El presidente de la Fundación Mehuer pone el acento en que, junto a la falta de atención que han sufrido los enfermos durante la pandemia con retrasos en el diagnóstico, en las pruebas analíticas o en la prescripción de medicamentos y su administración, una situación ya de por sí común en este ámbito, reseñan desde la entidad, se añade que la investigación en enfermedades raras se ha paralizado porque el esfuerzo en este apartado se centra en el coronavirus. "Es comprensible, pero debe reanudarse", dice Pérez.

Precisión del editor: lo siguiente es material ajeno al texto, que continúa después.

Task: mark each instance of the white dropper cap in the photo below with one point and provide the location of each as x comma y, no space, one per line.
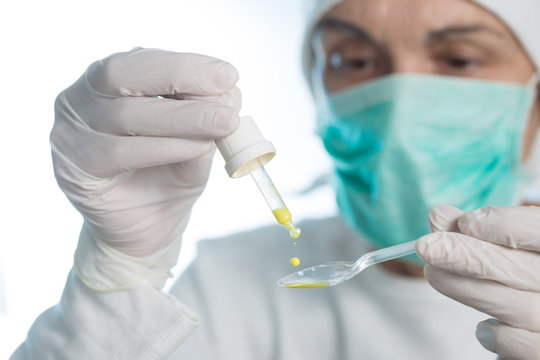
246,149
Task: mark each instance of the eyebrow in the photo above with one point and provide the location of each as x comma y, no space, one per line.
336,24
453,31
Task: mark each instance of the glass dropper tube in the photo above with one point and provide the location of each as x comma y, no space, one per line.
274,200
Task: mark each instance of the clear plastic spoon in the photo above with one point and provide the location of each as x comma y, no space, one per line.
334,273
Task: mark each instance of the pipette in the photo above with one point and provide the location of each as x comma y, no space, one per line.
246,152
334,273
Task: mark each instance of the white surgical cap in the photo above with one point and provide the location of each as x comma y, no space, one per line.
521,16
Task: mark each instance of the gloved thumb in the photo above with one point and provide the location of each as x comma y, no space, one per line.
444,218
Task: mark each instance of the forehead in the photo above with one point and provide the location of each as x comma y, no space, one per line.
385,19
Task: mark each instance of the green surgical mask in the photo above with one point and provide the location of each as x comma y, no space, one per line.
404,143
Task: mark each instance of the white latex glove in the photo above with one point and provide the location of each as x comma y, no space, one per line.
489,259
133,163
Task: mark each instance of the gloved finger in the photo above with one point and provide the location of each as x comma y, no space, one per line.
103,155
517,308
512,226
153,72
232,98
467,256
507,341
163,117
444,218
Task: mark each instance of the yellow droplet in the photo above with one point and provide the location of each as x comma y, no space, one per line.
284,217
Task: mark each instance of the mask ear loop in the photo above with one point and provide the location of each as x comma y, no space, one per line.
532,164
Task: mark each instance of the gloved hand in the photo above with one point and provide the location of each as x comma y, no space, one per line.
489,259
132,146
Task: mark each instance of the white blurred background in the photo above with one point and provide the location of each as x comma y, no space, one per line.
47,45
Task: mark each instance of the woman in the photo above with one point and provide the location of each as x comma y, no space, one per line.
420,103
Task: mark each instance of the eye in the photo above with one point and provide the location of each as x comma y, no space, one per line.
352,63
459,62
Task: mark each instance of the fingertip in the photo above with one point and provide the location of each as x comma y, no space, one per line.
485,333
226,121
467,222
226,76
421,247
444,218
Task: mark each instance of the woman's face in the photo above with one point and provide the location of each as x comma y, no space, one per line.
360,40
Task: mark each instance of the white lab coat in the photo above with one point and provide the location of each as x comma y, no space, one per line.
243,314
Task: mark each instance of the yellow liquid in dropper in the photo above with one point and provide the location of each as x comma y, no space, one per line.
301,285
284,218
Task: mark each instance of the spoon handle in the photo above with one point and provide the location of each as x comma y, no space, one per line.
386,254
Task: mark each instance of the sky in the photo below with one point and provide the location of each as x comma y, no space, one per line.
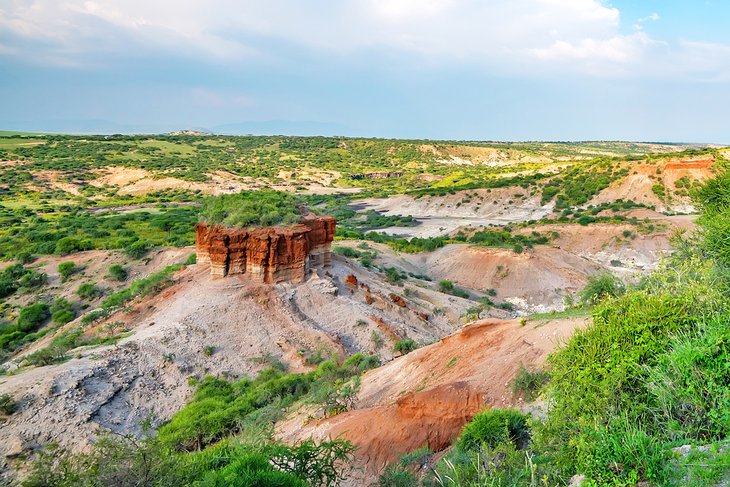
644,70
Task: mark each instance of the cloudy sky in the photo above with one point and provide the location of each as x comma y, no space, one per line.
654,70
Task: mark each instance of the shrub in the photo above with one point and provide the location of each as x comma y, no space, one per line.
601,286
405,346
493,427
208,350
252,208
446,286
7,404
68,245
117,272
62,316
137,249
622,454
66,269
396,476
88,291
528,384
32,316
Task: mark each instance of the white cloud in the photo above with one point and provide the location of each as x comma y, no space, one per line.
506,35
649,18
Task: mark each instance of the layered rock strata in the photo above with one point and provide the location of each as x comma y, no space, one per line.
271,254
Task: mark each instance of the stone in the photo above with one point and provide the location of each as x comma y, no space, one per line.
270,254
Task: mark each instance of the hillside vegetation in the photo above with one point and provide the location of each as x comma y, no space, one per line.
649,375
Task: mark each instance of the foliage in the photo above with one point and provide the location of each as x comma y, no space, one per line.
89,291
32,316
493,427
117,272
528,384
66,269
7,404
404,346
448,287
601,286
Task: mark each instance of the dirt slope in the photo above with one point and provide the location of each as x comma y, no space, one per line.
425,398
637,186
442,214
116,387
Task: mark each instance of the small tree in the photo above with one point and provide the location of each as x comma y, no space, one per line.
66,269
405,346
117,272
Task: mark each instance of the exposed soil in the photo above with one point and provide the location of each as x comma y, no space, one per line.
117,387
439,215
637,186
425,398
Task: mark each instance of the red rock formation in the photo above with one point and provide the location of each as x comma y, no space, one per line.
271,254
398,300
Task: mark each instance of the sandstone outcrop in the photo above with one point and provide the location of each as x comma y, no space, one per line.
270,254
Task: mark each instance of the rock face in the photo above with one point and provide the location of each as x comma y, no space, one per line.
271,254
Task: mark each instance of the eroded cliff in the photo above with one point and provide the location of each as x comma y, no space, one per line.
271,254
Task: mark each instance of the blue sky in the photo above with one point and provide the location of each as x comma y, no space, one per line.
656,70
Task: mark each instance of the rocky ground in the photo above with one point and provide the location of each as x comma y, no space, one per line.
424,398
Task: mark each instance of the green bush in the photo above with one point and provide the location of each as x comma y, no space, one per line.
622,454
33,316
89,291
528,384
252,208
407,345
7,404
63,316
690,384
494,427
117,272
138,249
601,286
66,269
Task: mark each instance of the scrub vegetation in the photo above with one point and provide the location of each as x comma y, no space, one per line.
650,374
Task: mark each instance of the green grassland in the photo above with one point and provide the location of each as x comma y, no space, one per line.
38,217
649,375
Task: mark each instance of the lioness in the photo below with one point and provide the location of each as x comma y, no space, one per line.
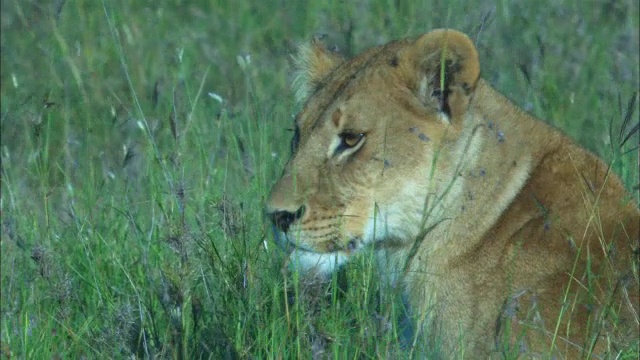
505,235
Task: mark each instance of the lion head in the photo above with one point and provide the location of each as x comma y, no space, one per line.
363,166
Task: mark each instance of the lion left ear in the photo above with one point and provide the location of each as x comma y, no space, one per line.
313,63
445,70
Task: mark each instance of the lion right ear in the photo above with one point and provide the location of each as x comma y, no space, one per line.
313,63
444,70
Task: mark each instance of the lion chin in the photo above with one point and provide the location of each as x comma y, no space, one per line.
506,237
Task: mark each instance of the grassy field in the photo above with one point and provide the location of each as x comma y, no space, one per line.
140,139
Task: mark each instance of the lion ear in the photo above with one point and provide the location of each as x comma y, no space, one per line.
313,63
447,70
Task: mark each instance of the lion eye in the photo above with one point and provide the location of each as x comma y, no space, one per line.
350,140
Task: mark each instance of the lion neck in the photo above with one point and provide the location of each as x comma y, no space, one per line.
493,162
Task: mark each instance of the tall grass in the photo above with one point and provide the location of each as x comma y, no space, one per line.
139,141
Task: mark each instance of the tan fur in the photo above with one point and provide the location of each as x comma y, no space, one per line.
501,230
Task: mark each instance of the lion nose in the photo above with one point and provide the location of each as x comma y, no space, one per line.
283,219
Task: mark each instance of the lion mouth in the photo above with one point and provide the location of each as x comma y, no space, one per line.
290,242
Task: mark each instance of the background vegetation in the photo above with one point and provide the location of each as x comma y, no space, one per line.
140,139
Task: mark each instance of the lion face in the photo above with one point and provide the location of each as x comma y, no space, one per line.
361,172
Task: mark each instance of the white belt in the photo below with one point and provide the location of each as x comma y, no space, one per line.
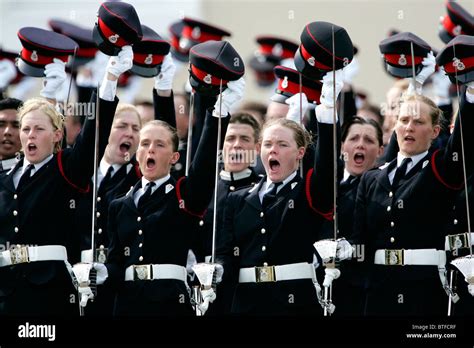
401,257
265,274
458,241
151,272
22,254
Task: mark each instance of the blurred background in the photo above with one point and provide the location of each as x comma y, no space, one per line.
367,22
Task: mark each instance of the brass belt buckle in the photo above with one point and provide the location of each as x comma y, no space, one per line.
19,254
265,274
101,254
142,272
394,257
458,241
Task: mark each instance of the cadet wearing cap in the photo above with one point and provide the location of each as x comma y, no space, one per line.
397,54
457,59
271,51
458,21
40,47
315,55
82,36
117,25
148,54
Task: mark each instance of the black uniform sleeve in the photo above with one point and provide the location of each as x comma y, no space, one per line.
164,108
197,188
78,164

También el confinamiento y aislamiento enaltecido con la pandemia suponen importantes problemas de salud a los enfermos crónicos. El encierro, las restricciones de movilidad y los cambios de rutina han tenido un impacto significativo en toda la población, pero mucho más en las personas con Alzheimer y sus familias. María Mangas, es neuropsicóloga de la Asociación de Familiares de Enfermos de Alzheimer y otras Demencias del Aljarafe (AFA Aljarafe) y señala un "grave empeoramiento" en la calidad de vida de los aquejados por esta enfermedad debido a los "obstáculos" y "complicaciones" que supone la pandemia. "Las personas con Alzheimer u otras demencias son pacientes que necesitan un tratamiento continuo a través de  la estimulación como única vía para intentar frenar el avance de sus enfermedades. Cuando estalló la pandemia y dejaron de tener acceso a sus tratamientos les repercutió muchísimo con un muy evidente. Prohibir el acceso a un tratamiento es sinónimo de un lo lógico es un empeoramiento", afirma. 

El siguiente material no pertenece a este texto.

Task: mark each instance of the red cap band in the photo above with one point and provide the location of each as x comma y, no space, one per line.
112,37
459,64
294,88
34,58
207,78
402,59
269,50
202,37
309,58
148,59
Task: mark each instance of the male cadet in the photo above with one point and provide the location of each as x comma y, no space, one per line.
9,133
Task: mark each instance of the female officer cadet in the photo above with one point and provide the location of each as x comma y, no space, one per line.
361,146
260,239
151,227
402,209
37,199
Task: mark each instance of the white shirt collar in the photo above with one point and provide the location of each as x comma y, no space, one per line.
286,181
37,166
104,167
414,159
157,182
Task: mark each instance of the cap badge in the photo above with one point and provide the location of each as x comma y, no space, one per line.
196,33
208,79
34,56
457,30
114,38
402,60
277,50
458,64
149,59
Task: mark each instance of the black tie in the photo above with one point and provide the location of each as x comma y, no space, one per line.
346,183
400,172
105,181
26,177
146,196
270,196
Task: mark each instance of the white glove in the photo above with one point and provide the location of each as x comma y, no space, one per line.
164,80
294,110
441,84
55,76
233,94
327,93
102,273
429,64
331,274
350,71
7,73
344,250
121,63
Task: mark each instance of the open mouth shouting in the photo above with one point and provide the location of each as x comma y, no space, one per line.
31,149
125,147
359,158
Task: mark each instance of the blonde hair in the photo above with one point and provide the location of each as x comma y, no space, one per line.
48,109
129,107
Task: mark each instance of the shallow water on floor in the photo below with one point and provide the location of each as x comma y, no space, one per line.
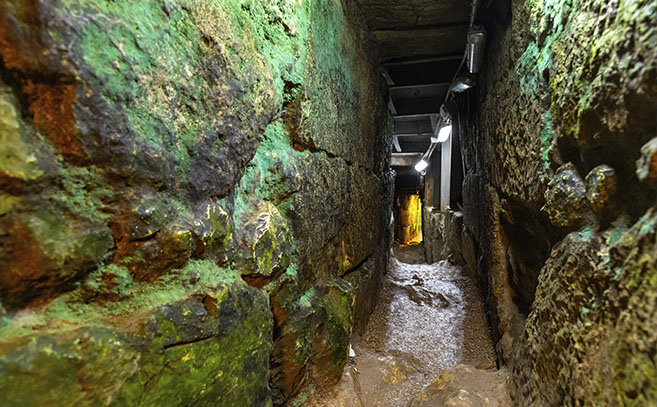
428,318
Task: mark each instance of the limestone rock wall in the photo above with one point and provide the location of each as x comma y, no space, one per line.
183,187
560,198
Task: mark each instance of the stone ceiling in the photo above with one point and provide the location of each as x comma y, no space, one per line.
420,45
413,28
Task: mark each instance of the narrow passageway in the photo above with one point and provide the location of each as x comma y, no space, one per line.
328,203
429,318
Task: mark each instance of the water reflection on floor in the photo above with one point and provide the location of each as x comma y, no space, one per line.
428,318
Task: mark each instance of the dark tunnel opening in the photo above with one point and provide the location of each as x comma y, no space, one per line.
322,203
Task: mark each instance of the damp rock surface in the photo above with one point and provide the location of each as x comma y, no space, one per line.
429,318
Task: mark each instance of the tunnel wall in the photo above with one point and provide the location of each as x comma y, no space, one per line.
194,199
561,162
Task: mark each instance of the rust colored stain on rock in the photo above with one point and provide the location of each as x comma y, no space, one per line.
22,262
52,107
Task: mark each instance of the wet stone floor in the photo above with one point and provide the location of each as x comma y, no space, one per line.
427,343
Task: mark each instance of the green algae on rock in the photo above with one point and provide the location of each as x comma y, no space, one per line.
157,157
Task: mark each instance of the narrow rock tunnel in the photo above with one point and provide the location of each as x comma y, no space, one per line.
356,203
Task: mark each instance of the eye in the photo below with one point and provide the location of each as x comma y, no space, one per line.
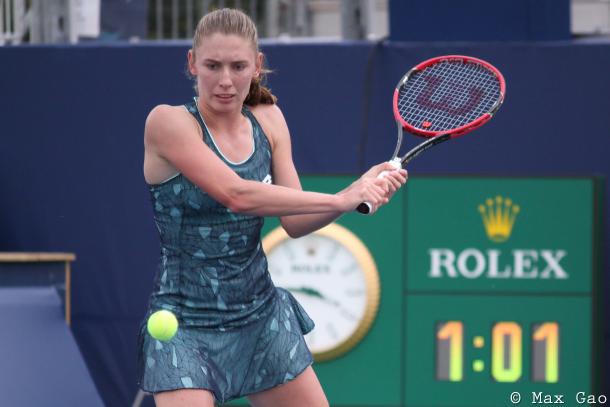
240,66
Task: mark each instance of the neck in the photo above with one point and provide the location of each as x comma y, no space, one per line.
220,120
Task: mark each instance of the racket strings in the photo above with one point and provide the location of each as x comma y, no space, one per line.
448,95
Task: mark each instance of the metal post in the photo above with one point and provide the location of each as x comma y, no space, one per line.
174,19
189,18
2,22
272,18
351,27
70,22
19,22
159,17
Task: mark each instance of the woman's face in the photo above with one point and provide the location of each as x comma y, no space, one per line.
224,66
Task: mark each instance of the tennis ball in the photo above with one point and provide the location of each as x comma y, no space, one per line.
162,325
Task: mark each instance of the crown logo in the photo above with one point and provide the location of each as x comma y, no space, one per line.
498,218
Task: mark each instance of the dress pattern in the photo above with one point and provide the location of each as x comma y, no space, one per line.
238,334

Por todo ello y, como portavoces de los colectivos más vulnerables a la pandemia, reclaman más recursos para la sanidad para garantiza la continuidad asistencial, pero también la prevención de todas aquellas causas que puedan provocar un empeoramiento en el seguimiento de sus patologías irreversibles y un posicionamiento claro sobre la vulnerabilidad del enfermo crónico en el proceso asistencial. "Tenemos que estar preparados para no volver a parar la atención de la enfermedad crónica en momentos como este", apuntan.